Reindex data
Reindexing is the process of transferring documents from one Search Anywhere Framework Data Storage index to another using the _reindex API operation.
This operation is used when you need to change the data storage or processing structure without manually downloading and re-uploading documents.
Reindexing does not modify the source index and does not automatically transfer its settings, mappings, aliases and index template. It is recommended to create the target index in advance to explicitly fix the required schema and settings.
Terms
| Term | Description |
|---|---|
| Source index | Index from which documents are copied |
| Target index | New index to which documents are written |
| Alias | Logical index name.
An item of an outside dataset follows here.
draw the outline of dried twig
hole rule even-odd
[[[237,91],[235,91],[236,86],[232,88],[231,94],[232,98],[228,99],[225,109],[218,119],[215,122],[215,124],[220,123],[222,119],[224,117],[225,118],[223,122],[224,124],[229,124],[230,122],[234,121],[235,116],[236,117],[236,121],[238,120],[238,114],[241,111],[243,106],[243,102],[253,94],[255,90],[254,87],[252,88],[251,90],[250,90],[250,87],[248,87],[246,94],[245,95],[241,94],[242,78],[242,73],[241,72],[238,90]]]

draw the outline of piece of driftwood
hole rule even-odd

Allows switching the application to a new index without changing its configuration |
| Ingest pipeline | Set of processors applied to documents when writing |
| Slice | Part of the reindexing task. Used for parallel processing of large indexes |
| Task | Background Search Anywhere Framework Data Storage task when _reindex is run asynchronously |
When reindexing is required
- changing field type in
mapping - changing analyzers, normalizers or number of
primary shard - renaming index
- renaming, deleting or transforming fields
- merging multiple indexes into one
- copying part of data by filter
- applying
ingest pipelineto already existing documents
Some changes, for example adding a new field to mapping, can be performed without reindexing. Before starting the operation, it is necessary to check whether data transfer is really required.
Prerequisites
Before starting work, ensure that:
- access to Dev Tools,
curlor another HTTP client is available - the user has rights to read the source index and write to the target
- there is enough space on the disk for temporary storage of two copies of data
- the cluster is in
greenstate or acceptableyellowfor maintenance - a snapshot or other data recovery method has been created (if necessary)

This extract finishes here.